For about nine months, starting last September, I was trying to write a story. I had a few very clear scenes in my head, but no matter how many ways I arranged them or how much I added to them, the story was never in any way complete, and I had no idea how to fix my problem and finish the story.
While in Santa Fe, I realized my problem: The whole time I’d been working on it, I’d been trying to squeeze the whole story into those three or four scenes. In reality, though, the story was much bigger than that. So I sat down and worked out what other scenes I could add to tell the rest of it, and once I did that, it was easy to finish. There had just been no way for me to complete the story when I didn’t even know I was missing half of the pieces
Right now, again, I can’t see how all the pieces I have in front of me fit together. I don’t even know how big the puzzle is. How many of the pieces am I still missing?
In the past sixty days, I’ve spent time in sixteen states, from one side of the continent to the other, and how, by the end of this week, I’ll have visited nearly half the country. I’ve traveled by foot, car, bus, train, boat, plane, and grocery cart; seen my oldest friends and made new ones; taken risks and missed opportunities; done fun things for a living and toiled for the joy of it; seen the country’s past and my own; guessed rightly and wrongly about my future; lived high and lived low; learned some things and unlearned others. I feel like that should be significant. I could write about that.

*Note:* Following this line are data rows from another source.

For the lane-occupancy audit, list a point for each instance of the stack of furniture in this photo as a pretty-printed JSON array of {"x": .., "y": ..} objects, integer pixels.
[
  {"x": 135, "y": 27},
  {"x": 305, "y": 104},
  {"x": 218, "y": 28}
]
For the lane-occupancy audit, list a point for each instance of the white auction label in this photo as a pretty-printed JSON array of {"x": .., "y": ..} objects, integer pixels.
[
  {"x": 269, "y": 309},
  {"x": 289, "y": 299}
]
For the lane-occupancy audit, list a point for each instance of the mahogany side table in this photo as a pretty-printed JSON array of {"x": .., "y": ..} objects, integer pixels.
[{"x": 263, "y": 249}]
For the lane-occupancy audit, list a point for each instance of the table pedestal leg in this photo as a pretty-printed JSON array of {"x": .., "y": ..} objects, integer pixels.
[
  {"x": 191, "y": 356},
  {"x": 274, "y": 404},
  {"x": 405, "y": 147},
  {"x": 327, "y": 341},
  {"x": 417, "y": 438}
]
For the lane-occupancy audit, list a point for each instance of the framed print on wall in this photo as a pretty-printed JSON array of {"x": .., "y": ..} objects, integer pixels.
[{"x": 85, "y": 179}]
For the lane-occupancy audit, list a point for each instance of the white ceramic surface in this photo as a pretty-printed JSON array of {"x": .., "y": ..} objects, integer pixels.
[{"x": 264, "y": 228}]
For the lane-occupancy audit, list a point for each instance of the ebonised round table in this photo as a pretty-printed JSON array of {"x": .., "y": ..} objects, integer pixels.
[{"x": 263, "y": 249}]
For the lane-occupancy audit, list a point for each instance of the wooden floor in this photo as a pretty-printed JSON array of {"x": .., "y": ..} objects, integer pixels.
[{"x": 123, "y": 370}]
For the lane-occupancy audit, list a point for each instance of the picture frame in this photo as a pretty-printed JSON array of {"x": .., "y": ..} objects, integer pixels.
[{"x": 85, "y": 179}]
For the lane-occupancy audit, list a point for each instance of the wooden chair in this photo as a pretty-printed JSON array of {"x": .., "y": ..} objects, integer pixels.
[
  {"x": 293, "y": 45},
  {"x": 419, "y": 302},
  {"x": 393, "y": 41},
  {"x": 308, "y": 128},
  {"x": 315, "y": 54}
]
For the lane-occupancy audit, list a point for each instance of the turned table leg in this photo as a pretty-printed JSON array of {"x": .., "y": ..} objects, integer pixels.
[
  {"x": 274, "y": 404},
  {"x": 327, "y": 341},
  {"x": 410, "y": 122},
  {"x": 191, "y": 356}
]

Or I could speak of the grace I’ve experienced in the past week and a half, whether from friends, strangers, God, or the universe. Particularly since leaving New Mexico, I’ve felt that I’m always just moments from reliving the disasters of my previous trips. I’ve become more mindful of the grace shown me, like when I get a seat flying standby on a full flight; find a water bottle right when I need it; am admitted to a locked building to retrieve half of my belongings by someone who wasn’t supposed to be in town; am shown last-minute couches (even beds!) to sleep on; a dinner tab picked up for no reason other than kindness; receive gracious letters, notes, and messages from the friends I’ve missed along the way; see fireworks on the 4th of July despite being in the midst of a drought. It makes me realize how much I’ve been given and how little I give – makes me want to change that.

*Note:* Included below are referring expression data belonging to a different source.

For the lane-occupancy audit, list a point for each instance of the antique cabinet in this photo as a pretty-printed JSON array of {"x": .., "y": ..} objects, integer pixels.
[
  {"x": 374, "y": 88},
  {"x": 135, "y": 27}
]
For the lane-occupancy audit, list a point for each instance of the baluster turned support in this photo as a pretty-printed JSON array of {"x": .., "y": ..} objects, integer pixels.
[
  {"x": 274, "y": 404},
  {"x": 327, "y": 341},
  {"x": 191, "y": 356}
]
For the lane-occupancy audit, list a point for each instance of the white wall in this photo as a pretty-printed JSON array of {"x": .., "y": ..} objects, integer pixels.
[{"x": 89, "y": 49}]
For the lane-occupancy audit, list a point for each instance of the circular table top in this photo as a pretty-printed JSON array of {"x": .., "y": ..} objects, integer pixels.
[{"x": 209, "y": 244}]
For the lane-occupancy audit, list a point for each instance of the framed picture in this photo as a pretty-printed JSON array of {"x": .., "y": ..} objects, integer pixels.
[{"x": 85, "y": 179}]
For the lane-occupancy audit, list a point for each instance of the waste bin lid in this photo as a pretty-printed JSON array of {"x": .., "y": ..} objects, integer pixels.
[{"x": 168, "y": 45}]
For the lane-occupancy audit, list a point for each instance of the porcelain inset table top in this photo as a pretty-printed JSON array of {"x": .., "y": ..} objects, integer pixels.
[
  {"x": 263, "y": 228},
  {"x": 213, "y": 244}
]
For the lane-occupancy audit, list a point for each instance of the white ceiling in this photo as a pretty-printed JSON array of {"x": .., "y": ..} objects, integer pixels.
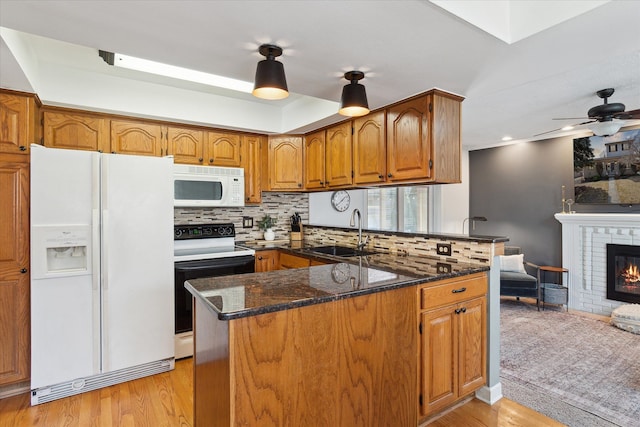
[{"x": 552, "y": 66}]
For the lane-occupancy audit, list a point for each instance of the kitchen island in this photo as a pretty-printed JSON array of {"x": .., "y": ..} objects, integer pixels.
[{"x": 352, "y": 343}]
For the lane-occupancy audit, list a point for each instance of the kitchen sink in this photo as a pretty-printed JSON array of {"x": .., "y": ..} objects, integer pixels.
[{"x": 339, "y": 251}]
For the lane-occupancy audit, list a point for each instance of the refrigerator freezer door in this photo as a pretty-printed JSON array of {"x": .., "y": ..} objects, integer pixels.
[
  {"x": 65, "y": 311},
  {"x": 137, "y": 260}
]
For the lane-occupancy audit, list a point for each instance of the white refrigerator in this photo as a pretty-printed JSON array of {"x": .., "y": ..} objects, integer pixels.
[{"x": 102, "y": 291}]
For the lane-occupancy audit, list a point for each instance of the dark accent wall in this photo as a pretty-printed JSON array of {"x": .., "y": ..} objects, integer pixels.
[{"x": 519, "y": 188}]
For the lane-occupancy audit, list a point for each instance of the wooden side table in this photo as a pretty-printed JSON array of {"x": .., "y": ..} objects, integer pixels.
[{"x": 554, "y": 292}]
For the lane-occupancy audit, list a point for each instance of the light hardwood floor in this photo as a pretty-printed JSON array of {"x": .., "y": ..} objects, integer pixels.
[{"x": 166, "y": 400}]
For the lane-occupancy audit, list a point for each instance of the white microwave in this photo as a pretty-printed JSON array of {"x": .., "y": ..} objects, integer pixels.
[{"x": 207, "y": 186}]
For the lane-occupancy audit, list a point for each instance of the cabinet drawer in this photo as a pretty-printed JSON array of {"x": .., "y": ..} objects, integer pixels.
[{"x": 453, "y": 291}]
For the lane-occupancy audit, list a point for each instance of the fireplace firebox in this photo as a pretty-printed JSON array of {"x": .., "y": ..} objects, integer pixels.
[{"x": 623, "y": 273}]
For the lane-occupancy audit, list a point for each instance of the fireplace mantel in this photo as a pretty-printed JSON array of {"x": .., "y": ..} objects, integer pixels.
[
  {"x": 584, "y": 240},
  {"x": 629, "y": 220}
]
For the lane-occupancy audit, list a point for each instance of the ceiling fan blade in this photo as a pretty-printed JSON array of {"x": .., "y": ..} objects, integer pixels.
[
  {"x": 570, "y": 118},
  {"x": 559, "y": 129},
  {"x": 631, "y": 115}
]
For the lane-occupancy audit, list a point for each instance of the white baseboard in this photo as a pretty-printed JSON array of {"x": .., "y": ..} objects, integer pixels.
[
  {"x": 490, "y": 395},
  {"x": 14, "y": 389}
]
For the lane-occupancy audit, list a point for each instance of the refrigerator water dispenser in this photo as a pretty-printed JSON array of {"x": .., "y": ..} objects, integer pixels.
[{"x": 66, "y": 251}]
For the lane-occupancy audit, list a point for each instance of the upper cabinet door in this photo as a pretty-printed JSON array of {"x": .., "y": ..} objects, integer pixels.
[
  {"x": 445, "y": 138},
  {"x": 339, "y": 164},
  {"x": 185, "y": 145},
  {"x": 76, "y": 131},
  {"x": 143, "y": 139},
  {"x": 252, "y": 152},
  {"x": 369, "y": 149},
  {"x": 18, "y": 119},
  {"x": 408, "y": 149},
  {"x": 14, "y": 271},
  {"x": 222, "y": 149},
  {"x": 314, "y": 161},
  {"x": 285, "y": 163}
]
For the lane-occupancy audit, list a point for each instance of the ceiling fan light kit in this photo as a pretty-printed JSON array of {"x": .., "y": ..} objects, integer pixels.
[
  {"x": 605, "y": 119},
  {"x": 353, "y": 102},
  {"x": 270, "y": 81}
]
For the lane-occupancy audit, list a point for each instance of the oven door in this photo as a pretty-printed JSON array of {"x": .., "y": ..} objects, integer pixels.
[{"x": 187, "y": 270}]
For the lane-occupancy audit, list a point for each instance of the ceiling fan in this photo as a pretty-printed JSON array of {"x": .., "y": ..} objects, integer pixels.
[{"x": 608, "y": 118}]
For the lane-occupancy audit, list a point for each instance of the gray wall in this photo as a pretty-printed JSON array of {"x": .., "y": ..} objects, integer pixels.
[{"x": 519, "y": 187}]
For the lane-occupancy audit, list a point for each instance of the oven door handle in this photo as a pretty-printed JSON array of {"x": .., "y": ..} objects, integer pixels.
[{"x": 217, "y": 262}]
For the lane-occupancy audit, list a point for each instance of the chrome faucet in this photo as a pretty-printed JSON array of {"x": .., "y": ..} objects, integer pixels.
[{"x": 361, "y": 243}]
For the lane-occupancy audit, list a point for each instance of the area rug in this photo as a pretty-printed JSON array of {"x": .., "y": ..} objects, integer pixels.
[{"x": 580, "y": 371}]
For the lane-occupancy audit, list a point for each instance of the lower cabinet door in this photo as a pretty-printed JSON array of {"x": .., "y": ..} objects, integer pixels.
[{"x": 439, "y": 357}]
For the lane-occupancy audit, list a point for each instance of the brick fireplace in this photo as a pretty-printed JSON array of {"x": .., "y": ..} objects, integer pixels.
[{"x": 584, "y": 252}]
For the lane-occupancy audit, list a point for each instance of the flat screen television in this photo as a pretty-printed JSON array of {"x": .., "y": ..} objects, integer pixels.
[{"x": 607, "y": 169}]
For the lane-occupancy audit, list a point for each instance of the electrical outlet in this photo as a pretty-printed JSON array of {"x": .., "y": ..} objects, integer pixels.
[
  {"x": 443, "y": 248},
  {"x": 443, "y": 268}
]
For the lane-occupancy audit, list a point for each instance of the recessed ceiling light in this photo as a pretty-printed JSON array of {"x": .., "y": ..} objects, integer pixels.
[{"x": 158, "y": 68}]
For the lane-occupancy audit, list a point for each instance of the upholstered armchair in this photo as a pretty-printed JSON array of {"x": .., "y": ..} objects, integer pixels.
[{"x": 519, "y": 278}]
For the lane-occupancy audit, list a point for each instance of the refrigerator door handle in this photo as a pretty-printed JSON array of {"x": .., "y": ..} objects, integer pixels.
[
  {"x": 95, "y": 252},
  {"x": 105, "y": 250}
]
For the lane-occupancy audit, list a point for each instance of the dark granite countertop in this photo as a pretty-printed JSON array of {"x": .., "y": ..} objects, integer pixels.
[{"x": 257, "y": 293}]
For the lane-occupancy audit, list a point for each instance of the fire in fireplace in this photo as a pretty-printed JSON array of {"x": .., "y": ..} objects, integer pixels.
[{"x": 623, "y": 273}]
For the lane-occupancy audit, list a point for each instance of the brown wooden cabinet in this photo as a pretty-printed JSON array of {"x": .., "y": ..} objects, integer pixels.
[
  {"x": 288, "y": 261},
  {"x": 285, "y": 163},
  {"x": 369, "y": 149},
  {"x": 314, "y": 161},
  {"x": 408, "y": 150},
  {"x": 140, "y": 138},
  {"x": 254, "y": 148},
  {"x": 14, "y": 269},
  {"x": 339, "y": 163},
  {"x": 445, "y": 138},
  {"x": 349, "y": 362},
  {"x": 186, "y": 145},
  {"x": 76, "y": 131},
  {"x": 19, "y": 125},
  {"x": 222, "y": 149},
  {"x": 266, "y": 260},
  {"x": 453, "y": 348}
]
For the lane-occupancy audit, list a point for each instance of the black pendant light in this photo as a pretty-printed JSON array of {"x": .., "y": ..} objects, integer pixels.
[
  {"x": 270, "y": 82},
  {"x": 354, "y": 98}
]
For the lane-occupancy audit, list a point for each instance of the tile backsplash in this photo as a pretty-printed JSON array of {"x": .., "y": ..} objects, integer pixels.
[{"x": 280, "y": 205}]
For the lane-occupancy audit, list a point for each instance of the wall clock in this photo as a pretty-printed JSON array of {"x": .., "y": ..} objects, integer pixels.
[{"x": 340, "y": 200}]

I could talk about how I’m realizing how I can take control of my life, living actively instead of passively, deciding what I want and pursuing it rather than waiting for whatever may chance to come along. I have been given life and breath; abilities and skills; desires and passions; and for me to lead a “sinless” life is perhaps more of a sin than trying to realize, both in thought and in action, my potential, and failing along the way. Not that I have been given a license to sin – by no means. Rather, the boldness to try, the privilege to fail, the grace to follow the One who has already forgiven me and given me new, abundant, overflowing, life. That sure is a thing.
I could write about how I’ve watched the desert swallows dart around the sunset sky, or about the strange people I encountered at the Greyhound station; I could muse about how I love to travel but am ready to stop, or about how I want to stop traveling but can’t seem to even slow down; I could reflect on the distractions of life I find in the city and the easy trust of God’s hand that comes on the countryside.

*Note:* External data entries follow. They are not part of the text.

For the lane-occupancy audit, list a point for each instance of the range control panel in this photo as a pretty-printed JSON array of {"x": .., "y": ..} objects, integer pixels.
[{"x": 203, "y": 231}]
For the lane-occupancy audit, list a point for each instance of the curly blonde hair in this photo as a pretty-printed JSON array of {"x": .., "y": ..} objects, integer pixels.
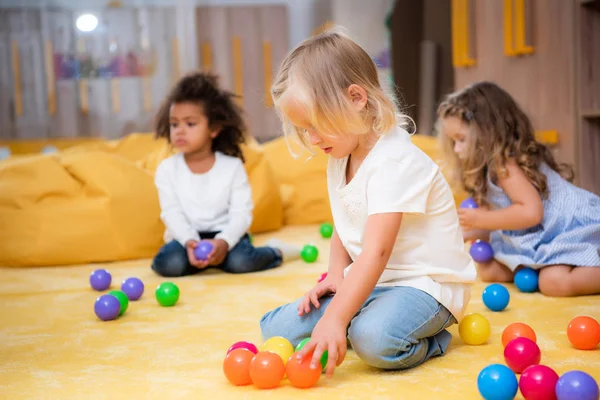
[
  {"x": 318, "y": 72},
  {"x": 501, "y": 132}
]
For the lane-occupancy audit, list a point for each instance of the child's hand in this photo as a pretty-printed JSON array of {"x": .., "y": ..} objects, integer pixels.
[
  {"x": 329, "y": 334},
  {"x": 219, "y": 252},
  {"x": 190, "y": 245},
  {"x": 326, "y": 286},
  {"x": 470, "y": 218}
]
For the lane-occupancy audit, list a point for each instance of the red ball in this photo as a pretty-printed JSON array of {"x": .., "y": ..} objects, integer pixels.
[
  {"x": 300, "y": 374},
  {"x": 538, "y": 382},
  {"x": 520, "y": 353},
  {"x": 584, "y": 333},
  {"x": 237, "y": 366}
]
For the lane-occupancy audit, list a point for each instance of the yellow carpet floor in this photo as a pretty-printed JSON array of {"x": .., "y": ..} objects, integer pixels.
[{"x": 52, "y": 346}]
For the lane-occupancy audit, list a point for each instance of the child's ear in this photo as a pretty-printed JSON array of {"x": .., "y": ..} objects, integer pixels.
[{"x": 358, "y": 96}]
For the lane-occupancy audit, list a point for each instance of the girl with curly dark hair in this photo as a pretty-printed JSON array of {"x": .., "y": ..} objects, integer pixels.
[
  {"x": 529, "y": 209},
  {"x": 204, "y": 193}
]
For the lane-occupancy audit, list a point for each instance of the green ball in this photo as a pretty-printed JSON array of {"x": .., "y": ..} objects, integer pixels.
[
  {"x": 324, "y": 356},
  {"x": 309, "y": 253},
  {"x": 123, "y": 300},
  {"x": 326, "y": 230},
  {"x": 167, "y": 294}
]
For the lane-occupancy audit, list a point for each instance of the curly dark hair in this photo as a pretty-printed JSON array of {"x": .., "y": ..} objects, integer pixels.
[
  {"x": 219, "y": 107},
  {"x": 502, "y": 131}
]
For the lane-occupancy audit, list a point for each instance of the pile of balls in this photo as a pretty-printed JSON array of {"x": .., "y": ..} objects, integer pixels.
[
  {"x": 266, "y": 367},
  {"x": 109, "y": 306},
  {"x": 523, "y": 356}
]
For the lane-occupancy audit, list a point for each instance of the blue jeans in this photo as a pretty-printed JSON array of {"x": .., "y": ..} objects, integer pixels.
[
  {"x": 172, "y": 259},
  {"x": 397, "y": 328}
]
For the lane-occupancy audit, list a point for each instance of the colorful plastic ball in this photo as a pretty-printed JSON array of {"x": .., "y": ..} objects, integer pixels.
[
  {"x": 107, "y": 307},
  {"x": 495, "y": 297},
  {"x": 236, "y": 366},
  {"x": 100, "y": 279},
  {"x": 202, "y": 250},
  {"x": 309, "y": 253},
  {"x": 521, "y": 353},
  {"x": 481, "y": 251},
  {"x": 280, "y": 346},
  {"x": 469, "y": 203},
  {"x": 515, "y": 330},
  {"x": 474, "y": 329},
  {"x": 266, "y": 370},
  {"x": 123, "y": 300},
  {"x": 243, "y": 345},
  {"x": 538, "y": 382},
  {"x": 326, "y": 230},
  {"x": 584, "y": 333},
  {"x": 133, "y": 288},
  {"x": 167, "y": 294},
  {"x": 324, "y": 356},
  {"x": 577, "y": 385},
  {"x": 526, "y": 280},
  {"x": 300, "y": 374},
  {"x": 497, "y": 382}
]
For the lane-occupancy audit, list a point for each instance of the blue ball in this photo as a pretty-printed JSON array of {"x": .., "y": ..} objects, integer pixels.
[
  {"x": 481, "y": 251},
  {"x": 526, "y": 280},
  {"x": 495, "y": 297},
  {"x": 497, "y": 382},
  {"x": 469, "y": 203}
]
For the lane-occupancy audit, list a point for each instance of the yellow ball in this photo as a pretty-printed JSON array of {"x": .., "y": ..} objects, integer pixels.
[
  {"x": 474, "y": 329},
  {"x": 280, "y": 346}
]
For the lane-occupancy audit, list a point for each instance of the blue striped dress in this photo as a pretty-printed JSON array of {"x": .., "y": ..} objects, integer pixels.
[{"x": 569, "y": 233}]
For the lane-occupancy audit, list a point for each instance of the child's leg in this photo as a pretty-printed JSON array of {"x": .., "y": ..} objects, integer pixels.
[
  {"x": 494, "y": 271},
  {"x": 244, "y": 258},
  {"x": 172, "y": 261},
  {"x": 284, "y": 321},
  {"x": 566, "y": 281},
  {"x": 399, "y": 328}
]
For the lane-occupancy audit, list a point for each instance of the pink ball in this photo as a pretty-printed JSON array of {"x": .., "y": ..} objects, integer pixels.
[
  {"x": 520, "y": 353},
  {"x": 538, "y": 382},
  {"x": 243, "y": 345}
]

I could make deep observations about similarities and differences between myself and Barney Stinson, and about the conversations I almost had about them, or the other conversations that I almost had. I could ponder on how two people can miss the fact that they’re talking about the same thing in completely different ways and wonder how often I do just that.
I could attempt to express the incredible joy it’s been to see so many of my good friends in such a short time, and how blessed I’ve been to see the reality of those friendships.
I could say how overwhelmed I am with all the things I have to accomplish before I leave for China in a month, for myself, for my employment, for my travels, for my finances, for my friends, for my family.
I could try to put into words how, despite the eight thousand miles I’ve traveled, despite the year or more I’m about to spend on the other side of the world, the thing I’m most apprehensive about is being at home twenty-four hours from now.
There’s too much. Too much to do, too much to process, to much to remember, too much to write down.
“There is a time for everything, and a season for every activity under heaven:…
A time to plant, and a time to uproot…
A time to tear down, and a time to build;
A time to weep, and a time to laugh;
A time to mourn, and a time to dance;
A time to scatter stones, and a time to gather them;
A time to embrace, and a time to refrain;
A time to search, and a time to give up;
A time to keep, and a time to throw away;
A time to tear, and a time to mend;
A time to be silent, and a time to speak…”
So much. Too much. But time for everything. I guess the time is now.